Sharing The Room; Sharing The Teaching; Sharing The Learning

This year, I’ve really learned what it’s like to share a classroom, having sometimes one and sometimes two educational assistants as well as a couple of student teachers. Over the year, I’ve had many visiting teachers, visiting educational assistants, and regular visits from the principal and vice principal. I sometimes feel as though I always have eyes watching me, and this is something that’s taken me time to adjust to. Recently though, I’ve adjusted my perspective: I’m trying to see the “shared classroom” as ways for me to learn more.
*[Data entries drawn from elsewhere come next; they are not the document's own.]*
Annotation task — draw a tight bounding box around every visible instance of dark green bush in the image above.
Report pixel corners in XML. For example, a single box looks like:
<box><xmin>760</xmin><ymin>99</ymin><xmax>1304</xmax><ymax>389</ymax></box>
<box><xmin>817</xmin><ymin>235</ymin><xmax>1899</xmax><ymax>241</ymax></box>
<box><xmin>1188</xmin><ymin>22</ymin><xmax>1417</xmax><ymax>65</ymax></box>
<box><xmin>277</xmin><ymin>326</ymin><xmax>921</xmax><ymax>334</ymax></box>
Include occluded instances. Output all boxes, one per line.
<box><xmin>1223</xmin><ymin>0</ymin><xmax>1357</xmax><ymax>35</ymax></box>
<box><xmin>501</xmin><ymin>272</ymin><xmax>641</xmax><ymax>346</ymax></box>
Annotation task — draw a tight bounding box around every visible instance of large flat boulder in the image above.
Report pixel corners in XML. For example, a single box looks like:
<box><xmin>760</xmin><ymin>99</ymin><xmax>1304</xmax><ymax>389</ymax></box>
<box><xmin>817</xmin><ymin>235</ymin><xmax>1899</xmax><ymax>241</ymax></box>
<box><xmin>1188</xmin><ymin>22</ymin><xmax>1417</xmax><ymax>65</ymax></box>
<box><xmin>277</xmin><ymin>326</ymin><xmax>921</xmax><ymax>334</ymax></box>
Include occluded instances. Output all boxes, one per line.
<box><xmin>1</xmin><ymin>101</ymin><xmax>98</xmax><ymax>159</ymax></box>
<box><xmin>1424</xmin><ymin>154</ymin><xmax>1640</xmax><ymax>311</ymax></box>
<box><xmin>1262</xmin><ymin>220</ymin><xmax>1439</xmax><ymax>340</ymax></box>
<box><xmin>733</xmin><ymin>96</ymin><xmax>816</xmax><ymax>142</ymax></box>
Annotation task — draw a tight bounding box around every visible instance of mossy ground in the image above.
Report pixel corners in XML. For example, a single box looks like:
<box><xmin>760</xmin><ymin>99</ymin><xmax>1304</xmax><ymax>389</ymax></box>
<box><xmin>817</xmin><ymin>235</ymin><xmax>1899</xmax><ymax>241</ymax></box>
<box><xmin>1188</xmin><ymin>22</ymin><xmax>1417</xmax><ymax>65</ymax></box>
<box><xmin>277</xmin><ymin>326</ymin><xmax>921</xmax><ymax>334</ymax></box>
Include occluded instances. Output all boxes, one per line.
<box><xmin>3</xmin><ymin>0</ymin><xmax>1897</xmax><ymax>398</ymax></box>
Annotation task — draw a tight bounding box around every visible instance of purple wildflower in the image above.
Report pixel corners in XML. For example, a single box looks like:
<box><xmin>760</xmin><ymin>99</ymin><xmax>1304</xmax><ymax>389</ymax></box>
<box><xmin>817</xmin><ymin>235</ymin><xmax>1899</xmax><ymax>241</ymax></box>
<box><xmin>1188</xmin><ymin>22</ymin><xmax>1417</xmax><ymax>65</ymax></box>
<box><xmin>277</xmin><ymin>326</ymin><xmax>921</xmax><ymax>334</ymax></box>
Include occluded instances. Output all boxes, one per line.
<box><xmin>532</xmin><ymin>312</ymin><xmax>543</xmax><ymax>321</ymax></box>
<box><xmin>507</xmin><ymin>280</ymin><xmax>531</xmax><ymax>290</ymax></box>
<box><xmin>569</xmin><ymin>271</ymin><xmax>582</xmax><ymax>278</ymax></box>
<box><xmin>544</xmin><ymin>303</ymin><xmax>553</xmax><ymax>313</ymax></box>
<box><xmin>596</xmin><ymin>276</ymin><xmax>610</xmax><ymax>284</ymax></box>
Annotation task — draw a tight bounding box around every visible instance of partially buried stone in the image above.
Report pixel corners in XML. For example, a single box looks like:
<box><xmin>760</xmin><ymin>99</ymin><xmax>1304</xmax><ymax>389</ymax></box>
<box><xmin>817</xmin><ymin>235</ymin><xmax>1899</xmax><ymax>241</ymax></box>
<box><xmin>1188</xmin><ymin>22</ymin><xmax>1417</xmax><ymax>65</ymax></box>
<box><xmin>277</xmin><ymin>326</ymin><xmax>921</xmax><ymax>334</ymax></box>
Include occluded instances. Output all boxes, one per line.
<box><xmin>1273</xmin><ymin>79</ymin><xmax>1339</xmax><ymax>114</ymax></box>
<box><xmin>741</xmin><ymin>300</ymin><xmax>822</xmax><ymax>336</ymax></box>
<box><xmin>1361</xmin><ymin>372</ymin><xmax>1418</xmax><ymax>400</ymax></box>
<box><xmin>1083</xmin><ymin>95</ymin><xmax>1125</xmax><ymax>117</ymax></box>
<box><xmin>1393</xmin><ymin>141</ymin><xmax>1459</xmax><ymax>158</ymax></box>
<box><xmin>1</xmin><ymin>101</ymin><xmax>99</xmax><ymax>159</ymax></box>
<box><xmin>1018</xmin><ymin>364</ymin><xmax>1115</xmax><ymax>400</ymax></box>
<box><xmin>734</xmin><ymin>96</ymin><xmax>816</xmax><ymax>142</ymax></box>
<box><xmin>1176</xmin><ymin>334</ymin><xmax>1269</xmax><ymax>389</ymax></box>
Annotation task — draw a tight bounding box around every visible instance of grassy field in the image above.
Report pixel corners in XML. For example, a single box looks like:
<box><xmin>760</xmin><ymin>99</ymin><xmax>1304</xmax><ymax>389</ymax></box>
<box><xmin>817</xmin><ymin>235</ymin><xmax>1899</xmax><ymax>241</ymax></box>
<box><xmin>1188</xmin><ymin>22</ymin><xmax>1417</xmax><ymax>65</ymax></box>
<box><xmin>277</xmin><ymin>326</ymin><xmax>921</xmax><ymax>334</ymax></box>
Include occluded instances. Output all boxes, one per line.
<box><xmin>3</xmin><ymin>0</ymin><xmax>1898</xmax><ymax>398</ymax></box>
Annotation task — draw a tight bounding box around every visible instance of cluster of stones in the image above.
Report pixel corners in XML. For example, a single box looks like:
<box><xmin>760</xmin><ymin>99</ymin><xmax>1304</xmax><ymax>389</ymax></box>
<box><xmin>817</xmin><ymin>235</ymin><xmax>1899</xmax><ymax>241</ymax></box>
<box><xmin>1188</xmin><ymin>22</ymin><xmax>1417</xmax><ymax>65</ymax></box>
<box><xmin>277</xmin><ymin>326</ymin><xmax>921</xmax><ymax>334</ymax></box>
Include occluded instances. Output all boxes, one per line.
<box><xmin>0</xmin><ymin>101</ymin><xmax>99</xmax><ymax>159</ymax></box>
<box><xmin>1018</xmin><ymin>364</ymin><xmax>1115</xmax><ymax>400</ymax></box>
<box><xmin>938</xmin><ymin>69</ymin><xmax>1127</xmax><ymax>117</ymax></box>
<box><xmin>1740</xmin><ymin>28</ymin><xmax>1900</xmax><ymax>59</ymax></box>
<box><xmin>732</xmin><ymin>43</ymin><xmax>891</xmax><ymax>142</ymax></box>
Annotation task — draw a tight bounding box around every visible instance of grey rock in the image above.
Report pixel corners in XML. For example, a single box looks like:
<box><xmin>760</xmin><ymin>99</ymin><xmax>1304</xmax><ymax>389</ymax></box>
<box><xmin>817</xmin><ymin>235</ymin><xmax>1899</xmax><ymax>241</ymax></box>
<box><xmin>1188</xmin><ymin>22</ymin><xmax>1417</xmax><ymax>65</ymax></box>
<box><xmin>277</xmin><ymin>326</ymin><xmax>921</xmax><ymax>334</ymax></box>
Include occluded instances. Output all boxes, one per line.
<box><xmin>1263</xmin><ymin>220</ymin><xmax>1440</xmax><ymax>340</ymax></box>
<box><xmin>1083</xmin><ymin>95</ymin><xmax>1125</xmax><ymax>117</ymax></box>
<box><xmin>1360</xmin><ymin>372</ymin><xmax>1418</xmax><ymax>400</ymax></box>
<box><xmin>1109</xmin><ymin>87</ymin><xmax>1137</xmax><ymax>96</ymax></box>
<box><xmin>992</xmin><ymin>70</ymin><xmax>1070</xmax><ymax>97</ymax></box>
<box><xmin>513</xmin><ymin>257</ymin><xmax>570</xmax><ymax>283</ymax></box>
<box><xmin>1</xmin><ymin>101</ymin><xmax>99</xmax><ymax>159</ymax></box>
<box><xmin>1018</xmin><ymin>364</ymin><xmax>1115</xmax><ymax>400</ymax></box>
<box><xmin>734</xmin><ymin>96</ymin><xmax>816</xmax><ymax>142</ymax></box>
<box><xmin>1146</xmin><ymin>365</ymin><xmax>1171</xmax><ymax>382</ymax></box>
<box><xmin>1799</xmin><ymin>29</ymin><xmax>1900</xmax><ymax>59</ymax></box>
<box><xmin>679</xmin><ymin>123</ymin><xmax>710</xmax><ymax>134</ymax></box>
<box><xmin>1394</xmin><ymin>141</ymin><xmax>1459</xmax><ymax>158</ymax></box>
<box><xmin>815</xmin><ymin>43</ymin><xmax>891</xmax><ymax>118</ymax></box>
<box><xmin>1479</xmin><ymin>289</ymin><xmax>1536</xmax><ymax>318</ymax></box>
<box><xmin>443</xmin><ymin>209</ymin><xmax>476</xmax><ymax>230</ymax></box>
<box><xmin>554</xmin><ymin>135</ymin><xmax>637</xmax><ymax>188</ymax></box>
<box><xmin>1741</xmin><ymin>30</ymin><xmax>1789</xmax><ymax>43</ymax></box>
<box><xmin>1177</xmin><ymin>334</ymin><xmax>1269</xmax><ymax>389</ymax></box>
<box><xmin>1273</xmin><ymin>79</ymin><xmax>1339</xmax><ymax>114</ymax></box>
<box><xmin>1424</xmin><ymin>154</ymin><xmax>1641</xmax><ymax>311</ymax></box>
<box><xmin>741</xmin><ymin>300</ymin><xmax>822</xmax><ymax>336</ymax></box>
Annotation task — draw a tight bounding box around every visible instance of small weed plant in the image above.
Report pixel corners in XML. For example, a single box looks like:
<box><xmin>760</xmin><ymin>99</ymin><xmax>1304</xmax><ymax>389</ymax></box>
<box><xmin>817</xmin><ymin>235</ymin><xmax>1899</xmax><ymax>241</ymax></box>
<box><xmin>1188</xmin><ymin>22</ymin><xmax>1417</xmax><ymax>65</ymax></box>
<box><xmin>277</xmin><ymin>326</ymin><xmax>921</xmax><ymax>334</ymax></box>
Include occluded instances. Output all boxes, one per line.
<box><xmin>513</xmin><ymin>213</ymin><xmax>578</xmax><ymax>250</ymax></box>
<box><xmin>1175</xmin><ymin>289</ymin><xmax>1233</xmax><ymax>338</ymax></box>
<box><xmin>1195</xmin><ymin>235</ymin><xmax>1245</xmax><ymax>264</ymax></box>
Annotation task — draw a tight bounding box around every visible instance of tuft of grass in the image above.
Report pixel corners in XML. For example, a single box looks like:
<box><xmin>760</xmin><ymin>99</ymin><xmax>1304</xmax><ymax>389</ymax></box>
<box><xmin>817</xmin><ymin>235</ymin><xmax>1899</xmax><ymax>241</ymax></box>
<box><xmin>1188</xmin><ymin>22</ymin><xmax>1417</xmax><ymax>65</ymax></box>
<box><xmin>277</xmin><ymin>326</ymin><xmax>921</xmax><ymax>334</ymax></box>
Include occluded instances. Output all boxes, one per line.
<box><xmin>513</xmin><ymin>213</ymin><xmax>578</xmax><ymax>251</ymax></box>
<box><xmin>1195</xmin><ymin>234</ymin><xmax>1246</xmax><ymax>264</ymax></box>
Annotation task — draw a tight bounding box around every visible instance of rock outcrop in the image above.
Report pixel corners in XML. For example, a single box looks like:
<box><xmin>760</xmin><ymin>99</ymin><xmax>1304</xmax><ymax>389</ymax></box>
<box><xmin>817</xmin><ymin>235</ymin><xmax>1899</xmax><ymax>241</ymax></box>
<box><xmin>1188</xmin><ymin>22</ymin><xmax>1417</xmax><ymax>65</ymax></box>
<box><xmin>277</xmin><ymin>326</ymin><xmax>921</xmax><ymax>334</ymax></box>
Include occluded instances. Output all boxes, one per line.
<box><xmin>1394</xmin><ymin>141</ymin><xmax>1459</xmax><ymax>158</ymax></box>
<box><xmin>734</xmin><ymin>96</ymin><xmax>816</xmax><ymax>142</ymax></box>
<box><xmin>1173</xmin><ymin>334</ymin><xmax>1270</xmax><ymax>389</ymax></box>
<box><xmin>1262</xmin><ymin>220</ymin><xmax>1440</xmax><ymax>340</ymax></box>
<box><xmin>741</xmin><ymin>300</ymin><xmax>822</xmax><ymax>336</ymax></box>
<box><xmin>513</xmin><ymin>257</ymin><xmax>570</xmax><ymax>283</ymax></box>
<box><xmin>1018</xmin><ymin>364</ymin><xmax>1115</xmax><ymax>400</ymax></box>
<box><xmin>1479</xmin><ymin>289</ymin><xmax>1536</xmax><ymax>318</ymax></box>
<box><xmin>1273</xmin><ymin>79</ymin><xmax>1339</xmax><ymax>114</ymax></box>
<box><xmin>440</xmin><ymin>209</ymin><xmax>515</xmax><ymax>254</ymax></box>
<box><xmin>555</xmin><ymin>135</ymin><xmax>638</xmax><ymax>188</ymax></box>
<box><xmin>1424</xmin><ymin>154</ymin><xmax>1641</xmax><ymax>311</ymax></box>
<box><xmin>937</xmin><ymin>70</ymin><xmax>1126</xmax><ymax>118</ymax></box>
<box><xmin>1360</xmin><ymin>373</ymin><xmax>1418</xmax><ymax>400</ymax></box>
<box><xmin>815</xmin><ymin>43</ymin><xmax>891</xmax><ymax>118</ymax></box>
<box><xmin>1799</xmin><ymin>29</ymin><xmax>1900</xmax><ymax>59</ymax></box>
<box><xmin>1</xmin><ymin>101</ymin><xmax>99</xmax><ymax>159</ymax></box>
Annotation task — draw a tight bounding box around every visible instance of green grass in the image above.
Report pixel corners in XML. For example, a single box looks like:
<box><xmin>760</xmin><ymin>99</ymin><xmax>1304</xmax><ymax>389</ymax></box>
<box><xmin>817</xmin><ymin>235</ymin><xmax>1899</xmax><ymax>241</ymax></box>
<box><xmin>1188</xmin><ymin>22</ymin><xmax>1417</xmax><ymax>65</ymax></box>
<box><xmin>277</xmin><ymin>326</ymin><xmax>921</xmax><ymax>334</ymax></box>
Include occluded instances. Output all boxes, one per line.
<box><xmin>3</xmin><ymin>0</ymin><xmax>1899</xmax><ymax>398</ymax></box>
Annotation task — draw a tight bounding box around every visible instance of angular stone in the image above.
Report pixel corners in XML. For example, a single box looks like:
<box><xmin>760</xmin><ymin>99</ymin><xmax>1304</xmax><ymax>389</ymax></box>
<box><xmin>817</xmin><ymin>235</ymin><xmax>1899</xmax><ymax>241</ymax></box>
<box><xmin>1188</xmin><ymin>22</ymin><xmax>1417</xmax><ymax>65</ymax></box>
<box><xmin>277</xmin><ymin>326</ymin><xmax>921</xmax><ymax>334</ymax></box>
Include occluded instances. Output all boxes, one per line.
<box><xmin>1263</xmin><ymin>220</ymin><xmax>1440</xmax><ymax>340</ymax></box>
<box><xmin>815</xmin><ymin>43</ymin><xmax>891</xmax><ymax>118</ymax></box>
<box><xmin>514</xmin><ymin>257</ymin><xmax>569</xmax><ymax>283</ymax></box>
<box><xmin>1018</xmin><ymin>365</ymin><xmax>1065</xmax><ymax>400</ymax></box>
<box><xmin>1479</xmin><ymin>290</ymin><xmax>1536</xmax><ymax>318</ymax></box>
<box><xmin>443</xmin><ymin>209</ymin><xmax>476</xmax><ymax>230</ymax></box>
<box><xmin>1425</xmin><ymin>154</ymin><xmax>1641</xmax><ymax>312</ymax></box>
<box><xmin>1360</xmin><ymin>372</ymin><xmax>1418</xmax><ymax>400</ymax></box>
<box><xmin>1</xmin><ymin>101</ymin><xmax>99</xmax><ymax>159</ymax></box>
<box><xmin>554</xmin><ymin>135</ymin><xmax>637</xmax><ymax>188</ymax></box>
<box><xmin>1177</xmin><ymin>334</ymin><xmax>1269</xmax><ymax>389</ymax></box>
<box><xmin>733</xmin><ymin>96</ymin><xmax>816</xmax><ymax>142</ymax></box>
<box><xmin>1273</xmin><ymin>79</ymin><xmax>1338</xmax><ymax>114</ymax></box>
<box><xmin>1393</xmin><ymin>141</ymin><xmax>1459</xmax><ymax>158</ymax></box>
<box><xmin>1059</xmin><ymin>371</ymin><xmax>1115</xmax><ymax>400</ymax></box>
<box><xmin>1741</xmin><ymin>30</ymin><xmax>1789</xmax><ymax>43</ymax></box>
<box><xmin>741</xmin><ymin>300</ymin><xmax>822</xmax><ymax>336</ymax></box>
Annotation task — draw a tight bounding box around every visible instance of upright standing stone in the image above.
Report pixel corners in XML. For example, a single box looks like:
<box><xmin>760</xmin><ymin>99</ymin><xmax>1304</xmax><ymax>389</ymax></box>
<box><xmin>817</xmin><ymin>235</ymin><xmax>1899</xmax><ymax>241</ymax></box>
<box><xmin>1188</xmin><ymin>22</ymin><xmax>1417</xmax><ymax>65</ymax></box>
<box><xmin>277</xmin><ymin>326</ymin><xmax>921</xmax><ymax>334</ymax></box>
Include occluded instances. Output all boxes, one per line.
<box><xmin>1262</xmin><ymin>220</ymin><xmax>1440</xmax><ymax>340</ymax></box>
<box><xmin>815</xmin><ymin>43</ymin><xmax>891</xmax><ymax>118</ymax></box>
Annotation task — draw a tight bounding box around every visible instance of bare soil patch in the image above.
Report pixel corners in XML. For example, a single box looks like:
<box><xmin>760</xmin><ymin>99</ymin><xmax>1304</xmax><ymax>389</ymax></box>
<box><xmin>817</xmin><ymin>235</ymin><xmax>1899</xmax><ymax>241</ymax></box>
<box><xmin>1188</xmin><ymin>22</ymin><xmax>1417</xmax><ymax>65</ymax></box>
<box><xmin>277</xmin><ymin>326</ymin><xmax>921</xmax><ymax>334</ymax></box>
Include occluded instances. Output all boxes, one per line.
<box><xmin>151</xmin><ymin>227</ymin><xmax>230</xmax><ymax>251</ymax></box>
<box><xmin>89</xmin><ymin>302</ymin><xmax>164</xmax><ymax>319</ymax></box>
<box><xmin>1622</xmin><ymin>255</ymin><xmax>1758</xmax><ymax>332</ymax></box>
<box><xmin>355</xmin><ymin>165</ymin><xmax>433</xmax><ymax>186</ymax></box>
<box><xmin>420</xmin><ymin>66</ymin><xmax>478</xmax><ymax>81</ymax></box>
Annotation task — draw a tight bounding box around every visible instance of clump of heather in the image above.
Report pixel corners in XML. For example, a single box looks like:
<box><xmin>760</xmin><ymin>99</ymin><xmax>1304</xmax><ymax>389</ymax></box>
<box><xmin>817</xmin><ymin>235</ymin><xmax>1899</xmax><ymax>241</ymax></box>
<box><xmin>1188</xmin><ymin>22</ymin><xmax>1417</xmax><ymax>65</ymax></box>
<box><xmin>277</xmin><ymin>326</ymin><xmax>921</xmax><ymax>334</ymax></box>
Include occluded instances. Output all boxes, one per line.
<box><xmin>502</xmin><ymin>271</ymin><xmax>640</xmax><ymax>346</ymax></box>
First, there are the interactions with various educational assistants. While I plan for the students that they work with — writing a task analysis for each activity — I also email the plans to them and discuss my ideas with them. Then we make changes. We adjust the plans. We tweak the instructions. Sometimes we add more and sometimes we add less. Sharing ideas allows us to provide better, modified programming for these students that need it.

Then there are the interactions with different student teachers. Together we’re both able to collect assessment data, and then exchange thoughts and determine next steps. In the case today, when we spoke today about our Social Studies Election Speeches, we realized that some students are ready for peer feedback, and others need a guided group: to either further dissect the issues or assist with expanding ideas in their writing. We created a couple of different guided groups based on needs, and tomorrow, we’ll be ready to move forward with the students. Talking during our prep time today, I was able to reflect more on the election assignment itself. While the students are engaged by the activity, and it’s a meaningful one that connects with numerous Social Studies expectations, both Ashley (my student teacher) and I believe that we now have the assessment data we need when it comes to the speeches. Is it worth having days of presentations to present a “finished product,” but not provide us with any more meaningful assessment and evaluation data to determine next steps? Probably not! So we made a change in plans: we looked at how to have a class Debate/Challenge Game to focus on the issues, hear what all students know, and then move forward with the voting based on the ideas shared. The plan’s modified, but we can use this to find out more about student thinking and to help us as we move forward with solving government issues in the Bunch of Bills activity. If I didn’t have a student teacher, I may not have spent so long discussing assessment data, and making changes based on this data.

Finally, there are the visitors. I must admit that when people come in to visit, I can’t help but listen to their interactions with the students. This is my way of learning more. Today, my principal, vice principal, and superintendent all came for a quick walk through. As they were in the classroom, they sat down and talked to groups of students, and I tried to hear snippets of the different conversations. Here’s what this listening allowed me to do:

1) Help one group of students use GoogleDocs to break their speech into two parts, and both contribute sections to the final written piece: giving more student involvement in the writing, and more feedback from each other to improve the work itself.

2) Run a guided reading group on one of the issues about banking. Reading more together, helped clarify student understanding.

While I hope that I would have eventually done both of these things, sometimes it’s just watching and listening to others that allows you to respond more quickly to student needs.

So while my stomach may still do flip-flops when I feel eyes on me, I try to remember that these eyes are really on the students, and my learning through these varied interactions allow me to be a better teacher. I really have learned to love sharing a room and sharing the teaching and learning! What do you learn from working with other educators? How have these experiences made you better in your position? I’d love to hear your thoughts on this!